Statins Several large randomized, double-blind, placebo-controlled clinical trials for both primary and secondary prevention have demonstrated the efficacy of statins in reducing cardiovascular morbidity and mortality, with similar relative but obviously greater absolute benefits in patients with and without diabetes.

Ezetimibe Ezetimibe inhibits enteral absorption of cholesterol, therefore exerting lipid-lowering action complementary to statin therapy dual inhibition. Combination Therapy The rationale behind addition of a second or third agent to lipid-lowering monotherapy by default a statin is that further lipid lowering will translate into better clinical outcomes.

Conclusions Diabetes is a metabolic disorder associated with a specific type of atherogenic dyslipidemia. Expert Panel on Detection E, Treatment of High Blood Cholesterol in Adults.

Executive Summary of the Third Report of the National Cholesterol Education Program NCEP Expert Panel on Detection, Evaluation, and Treatment of High Blood Cholesterol in Adults Adult Treatment Panel III , JAMA, ;— Crossref PubMed Ryde L, Standl E, Bartnik M, et al.

Crossref PubMed Juutilainen A, Lehto S, Rönnemaa T, et al.

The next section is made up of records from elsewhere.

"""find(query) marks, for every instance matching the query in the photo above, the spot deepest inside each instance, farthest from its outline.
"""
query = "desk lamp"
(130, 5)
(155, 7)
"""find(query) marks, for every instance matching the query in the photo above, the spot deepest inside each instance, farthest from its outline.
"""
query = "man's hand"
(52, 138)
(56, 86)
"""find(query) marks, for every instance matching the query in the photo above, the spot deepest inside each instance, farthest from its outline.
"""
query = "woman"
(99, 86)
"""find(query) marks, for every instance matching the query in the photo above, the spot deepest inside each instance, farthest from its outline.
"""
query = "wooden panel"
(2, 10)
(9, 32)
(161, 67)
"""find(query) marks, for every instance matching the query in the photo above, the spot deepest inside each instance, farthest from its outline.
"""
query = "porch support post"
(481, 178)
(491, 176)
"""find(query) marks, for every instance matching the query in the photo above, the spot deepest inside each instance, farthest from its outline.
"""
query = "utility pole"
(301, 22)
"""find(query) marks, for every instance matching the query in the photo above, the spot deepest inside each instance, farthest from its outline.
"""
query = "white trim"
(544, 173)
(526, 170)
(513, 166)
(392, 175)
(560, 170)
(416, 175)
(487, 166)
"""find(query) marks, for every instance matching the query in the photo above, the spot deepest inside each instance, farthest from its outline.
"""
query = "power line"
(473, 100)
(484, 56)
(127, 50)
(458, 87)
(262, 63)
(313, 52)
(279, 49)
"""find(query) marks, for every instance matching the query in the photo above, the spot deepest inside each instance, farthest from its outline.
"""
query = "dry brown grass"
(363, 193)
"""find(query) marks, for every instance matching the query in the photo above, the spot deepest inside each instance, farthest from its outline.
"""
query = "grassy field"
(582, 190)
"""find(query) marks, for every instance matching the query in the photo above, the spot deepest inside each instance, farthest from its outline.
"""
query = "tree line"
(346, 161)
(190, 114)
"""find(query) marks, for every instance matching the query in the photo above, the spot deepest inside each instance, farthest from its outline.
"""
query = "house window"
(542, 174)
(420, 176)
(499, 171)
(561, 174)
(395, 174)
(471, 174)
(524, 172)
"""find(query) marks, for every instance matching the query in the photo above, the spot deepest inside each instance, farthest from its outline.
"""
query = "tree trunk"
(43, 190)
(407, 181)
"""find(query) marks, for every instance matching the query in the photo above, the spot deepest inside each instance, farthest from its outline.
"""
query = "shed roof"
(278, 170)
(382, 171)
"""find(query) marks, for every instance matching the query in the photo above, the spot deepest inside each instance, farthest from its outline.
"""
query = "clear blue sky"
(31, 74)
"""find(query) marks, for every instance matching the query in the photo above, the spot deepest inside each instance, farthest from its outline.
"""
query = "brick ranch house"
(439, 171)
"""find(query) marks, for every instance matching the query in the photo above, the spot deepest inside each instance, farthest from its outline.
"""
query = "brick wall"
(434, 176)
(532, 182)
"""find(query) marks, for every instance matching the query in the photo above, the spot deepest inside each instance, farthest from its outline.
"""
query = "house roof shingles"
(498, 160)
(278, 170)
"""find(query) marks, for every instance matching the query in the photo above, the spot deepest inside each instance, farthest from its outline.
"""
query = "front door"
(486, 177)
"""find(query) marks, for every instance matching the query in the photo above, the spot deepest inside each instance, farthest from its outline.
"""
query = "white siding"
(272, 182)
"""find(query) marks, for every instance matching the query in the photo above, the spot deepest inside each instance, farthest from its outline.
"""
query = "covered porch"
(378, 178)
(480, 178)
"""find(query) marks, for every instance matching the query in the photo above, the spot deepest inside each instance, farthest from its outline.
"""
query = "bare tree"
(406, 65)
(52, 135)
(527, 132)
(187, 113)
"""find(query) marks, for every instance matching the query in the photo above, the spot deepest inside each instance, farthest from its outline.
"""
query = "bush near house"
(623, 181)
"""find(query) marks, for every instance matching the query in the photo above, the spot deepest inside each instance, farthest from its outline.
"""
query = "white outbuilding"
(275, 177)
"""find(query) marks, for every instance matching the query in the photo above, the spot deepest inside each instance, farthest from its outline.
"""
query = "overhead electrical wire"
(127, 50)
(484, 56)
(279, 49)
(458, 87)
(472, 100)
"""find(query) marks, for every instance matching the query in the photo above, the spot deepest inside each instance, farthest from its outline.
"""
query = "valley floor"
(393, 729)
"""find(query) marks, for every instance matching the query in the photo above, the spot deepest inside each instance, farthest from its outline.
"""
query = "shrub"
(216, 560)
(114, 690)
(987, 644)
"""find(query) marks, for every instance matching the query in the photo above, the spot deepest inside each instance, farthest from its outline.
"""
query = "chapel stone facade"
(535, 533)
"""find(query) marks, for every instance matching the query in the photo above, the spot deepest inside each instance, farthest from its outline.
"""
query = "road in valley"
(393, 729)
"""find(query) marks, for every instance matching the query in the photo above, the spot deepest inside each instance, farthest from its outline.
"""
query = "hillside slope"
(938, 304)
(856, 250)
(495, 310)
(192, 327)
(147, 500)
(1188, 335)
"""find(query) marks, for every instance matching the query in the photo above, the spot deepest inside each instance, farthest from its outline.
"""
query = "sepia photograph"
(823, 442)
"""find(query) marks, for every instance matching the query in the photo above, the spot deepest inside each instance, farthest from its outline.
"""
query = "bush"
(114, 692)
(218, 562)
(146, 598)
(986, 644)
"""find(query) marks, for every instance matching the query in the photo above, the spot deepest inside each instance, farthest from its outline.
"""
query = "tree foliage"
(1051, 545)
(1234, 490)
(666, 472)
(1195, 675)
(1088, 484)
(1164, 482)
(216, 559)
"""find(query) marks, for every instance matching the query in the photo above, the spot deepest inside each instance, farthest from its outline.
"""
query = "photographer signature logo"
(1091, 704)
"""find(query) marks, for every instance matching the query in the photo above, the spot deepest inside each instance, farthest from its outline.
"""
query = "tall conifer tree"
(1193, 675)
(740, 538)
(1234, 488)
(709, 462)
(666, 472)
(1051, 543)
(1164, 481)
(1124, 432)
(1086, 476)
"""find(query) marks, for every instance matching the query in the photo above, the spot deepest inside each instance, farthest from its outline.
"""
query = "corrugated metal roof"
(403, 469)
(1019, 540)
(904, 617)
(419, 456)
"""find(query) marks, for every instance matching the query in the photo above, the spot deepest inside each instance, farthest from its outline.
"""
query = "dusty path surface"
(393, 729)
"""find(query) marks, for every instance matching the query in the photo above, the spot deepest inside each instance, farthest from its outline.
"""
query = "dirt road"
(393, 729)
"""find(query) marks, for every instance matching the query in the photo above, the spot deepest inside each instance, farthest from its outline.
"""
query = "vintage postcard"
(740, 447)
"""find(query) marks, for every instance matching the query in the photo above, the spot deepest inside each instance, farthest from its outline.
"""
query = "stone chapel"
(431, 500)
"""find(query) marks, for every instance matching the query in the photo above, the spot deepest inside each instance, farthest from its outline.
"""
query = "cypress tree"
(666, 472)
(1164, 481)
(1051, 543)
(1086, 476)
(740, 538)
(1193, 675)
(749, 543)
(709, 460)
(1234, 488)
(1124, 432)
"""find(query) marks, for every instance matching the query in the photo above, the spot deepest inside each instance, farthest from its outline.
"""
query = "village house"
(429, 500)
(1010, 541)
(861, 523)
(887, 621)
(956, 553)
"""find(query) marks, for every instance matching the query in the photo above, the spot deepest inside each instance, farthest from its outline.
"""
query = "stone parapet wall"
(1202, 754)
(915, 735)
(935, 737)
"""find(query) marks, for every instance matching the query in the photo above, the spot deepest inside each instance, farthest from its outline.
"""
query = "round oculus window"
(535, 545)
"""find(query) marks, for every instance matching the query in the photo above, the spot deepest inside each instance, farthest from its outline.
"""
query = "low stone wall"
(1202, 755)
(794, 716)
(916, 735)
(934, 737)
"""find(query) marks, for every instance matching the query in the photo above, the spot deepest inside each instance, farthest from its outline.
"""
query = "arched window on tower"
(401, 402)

Resource cholesteroll Cardiovascular diseaseComorbidities. M anagement Chokesterol diabetes accounts for a Lycopene and blood pressure proportion of the practice workload. Approximately 1. A Diabetes and cholesterol management population of is manatement to include — people nad diabetes and probably significantly more in parts of the country with higher proportions of people from black and ethnic minority groups. Diabetes is a chronic and progressive disease state characterised by a raised blood glucose level. It is associated with premature death, ill health and disability. Overall, life expectancy is reduced by an average of more than 20 years in people with type 1 diabetes and by up to 10 years in people with type 2 diabetes DoH, Eat cholestterol help Dynamic and practical weight loss your Diabetes and cholesterol management sugar while improving heart health with this Diabetes and cholesterol management managemnet plan for high cholesterol. Emily Lachtrupp is a registered dietitian experienced in nutritional snd, recipe analysis and meal plans. She's worked with clients who struggle with diabetes, weight loss, digestive issues and more. In her spare time, you can find her enjoying all that Vermont has to offer with her family and her dog, Winston. According to the Centers for Disease Control and Prevention38 million Americans—or about 1 in 10—have Type 2 diabetes.